With only the Senate in session this week, and most of Washington, D.C.’s attention turned toward Friday’s inauguration, CUNA will submit a letter for a hearing on improving small business input on small business regulations.
On Thursday, the Senate Homeland Security and Government Oversight subcommittee on regulatory affairs and federal management subcommittee will conduct "Improving Small Business Input on Federal Regulations: Ideas for Congress and a New Administration” at 10 a.m. (ET).
The hearing will focus on how agencies consider the impact of regulations on small businesses, and whether requirements in the Small Business Regulatory Enforcement Fairness Act (SBREFA) and other statutes are enough to address small business concerns.
“The Consumer Financial Protection Bureau (CFPB) is 1 of 3 agencies that is required to hold SBREFA panels if one of its rulemakings will have a substantial impact on a number of small entities. Many credit unions have participated in the SBREFA process in the past few years,” said Leah Dempsey, CUNA senior director of advocacy and counsel. “Credit unions participating on these panels often expend a lot of time and resources analyzing SBREFA outlines, working to determine how a potential rule could impact their credit union, and flying to D.C. to participate in the daylong panel,”
“With a few minor exceptions, they have often been disappointed that a number of CFPB’s final rules, even after SBREFA, largely treat small credit unions the same as the largest banks and nonbank providers, which harms their ability to continue to serve consumers," Dempsey added.
CUNA’s letter will outline concerns with the SBREFA process and highlight ways CFPB can improve the process.

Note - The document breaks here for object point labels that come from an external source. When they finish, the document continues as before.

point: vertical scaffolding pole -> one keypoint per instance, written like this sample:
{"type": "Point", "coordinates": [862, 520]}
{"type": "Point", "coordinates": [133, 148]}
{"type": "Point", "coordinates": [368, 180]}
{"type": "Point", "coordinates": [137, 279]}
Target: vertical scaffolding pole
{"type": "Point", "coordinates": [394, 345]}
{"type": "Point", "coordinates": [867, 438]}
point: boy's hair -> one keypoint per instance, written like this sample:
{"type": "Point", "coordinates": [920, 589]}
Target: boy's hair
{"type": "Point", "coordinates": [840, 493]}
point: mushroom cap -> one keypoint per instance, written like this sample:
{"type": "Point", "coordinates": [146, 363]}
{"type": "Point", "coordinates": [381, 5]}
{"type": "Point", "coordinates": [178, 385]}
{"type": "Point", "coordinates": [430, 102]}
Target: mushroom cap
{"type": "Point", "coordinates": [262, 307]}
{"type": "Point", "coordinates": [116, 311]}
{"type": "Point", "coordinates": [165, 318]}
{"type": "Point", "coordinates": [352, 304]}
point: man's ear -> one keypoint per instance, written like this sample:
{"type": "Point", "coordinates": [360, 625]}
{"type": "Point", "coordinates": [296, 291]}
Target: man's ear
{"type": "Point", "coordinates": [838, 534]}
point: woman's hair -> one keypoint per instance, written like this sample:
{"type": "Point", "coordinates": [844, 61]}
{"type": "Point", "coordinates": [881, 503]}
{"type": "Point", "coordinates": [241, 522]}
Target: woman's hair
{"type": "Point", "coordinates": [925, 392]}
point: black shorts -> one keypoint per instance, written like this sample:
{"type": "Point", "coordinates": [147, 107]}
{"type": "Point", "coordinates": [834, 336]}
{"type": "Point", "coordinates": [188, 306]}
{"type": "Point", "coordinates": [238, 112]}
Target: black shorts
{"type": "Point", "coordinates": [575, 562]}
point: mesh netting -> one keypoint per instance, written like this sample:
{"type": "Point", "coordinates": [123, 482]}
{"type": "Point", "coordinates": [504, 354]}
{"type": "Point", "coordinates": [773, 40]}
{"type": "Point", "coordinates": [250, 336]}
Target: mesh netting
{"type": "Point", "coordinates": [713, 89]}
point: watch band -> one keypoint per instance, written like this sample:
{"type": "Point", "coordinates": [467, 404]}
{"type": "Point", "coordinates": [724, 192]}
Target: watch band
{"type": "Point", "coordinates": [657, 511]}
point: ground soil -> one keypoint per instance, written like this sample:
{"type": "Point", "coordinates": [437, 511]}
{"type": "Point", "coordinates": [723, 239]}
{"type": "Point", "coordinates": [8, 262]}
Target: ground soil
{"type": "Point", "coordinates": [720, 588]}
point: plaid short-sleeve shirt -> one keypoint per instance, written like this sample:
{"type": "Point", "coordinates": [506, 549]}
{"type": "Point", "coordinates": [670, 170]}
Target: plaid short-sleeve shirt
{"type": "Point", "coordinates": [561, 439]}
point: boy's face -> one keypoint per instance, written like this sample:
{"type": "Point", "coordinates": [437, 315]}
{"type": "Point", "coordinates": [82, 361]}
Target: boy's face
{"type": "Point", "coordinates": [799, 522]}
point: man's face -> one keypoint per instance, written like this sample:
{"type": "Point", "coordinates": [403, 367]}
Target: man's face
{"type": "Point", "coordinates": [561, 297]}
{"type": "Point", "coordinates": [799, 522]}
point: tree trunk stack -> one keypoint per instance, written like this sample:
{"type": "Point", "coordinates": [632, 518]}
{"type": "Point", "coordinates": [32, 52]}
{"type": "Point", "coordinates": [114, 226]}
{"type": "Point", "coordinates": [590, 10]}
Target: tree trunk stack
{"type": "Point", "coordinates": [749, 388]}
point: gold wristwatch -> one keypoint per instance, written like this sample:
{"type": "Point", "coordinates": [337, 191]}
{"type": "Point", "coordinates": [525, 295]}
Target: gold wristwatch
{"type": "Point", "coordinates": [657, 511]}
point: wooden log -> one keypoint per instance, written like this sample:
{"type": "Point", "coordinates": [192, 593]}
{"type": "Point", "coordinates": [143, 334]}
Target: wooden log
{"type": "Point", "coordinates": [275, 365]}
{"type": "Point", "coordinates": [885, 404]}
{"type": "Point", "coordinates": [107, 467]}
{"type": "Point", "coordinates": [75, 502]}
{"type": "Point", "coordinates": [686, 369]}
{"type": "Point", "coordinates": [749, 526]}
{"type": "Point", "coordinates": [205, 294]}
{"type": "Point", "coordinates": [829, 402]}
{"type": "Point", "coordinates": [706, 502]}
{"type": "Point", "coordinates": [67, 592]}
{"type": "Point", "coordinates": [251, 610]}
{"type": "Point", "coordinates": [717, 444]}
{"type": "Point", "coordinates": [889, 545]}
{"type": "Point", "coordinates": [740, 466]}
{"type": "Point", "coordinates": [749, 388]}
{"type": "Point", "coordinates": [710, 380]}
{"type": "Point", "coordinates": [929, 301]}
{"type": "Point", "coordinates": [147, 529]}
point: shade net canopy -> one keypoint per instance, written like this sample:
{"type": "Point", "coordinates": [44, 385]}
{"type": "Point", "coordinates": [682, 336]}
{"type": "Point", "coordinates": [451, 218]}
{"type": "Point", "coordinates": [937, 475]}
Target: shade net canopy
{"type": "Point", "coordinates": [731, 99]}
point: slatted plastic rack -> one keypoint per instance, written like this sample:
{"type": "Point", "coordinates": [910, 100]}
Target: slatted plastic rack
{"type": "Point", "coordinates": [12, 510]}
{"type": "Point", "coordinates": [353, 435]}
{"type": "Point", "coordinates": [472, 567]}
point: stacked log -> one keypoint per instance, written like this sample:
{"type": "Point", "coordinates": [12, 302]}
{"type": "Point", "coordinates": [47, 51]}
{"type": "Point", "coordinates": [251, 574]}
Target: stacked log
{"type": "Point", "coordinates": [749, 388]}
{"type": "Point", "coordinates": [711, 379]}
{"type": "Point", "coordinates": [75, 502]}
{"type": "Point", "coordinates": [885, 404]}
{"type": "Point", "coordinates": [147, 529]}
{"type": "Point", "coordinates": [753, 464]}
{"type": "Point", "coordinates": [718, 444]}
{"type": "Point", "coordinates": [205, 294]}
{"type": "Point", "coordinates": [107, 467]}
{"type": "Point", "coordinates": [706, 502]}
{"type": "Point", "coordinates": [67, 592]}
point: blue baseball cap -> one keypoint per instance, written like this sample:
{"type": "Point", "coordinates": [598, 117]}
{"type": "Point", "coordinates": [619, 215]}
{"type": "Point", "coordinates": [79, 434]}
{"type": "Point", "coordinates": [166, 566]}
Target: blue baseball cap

CUNA will also highlight issues raised by the Small Business Administration’s Office of Advocacy about the bureau’s proposed short-term, small-dollar rule.
The SBA Office of Advocacy expressed a number of concerns including that the CFPB has underestimated the potential economic impact of this rulemaking on small entities and the CFPB’s proposed rule may deprive consumers of a means of addressing their financial situation.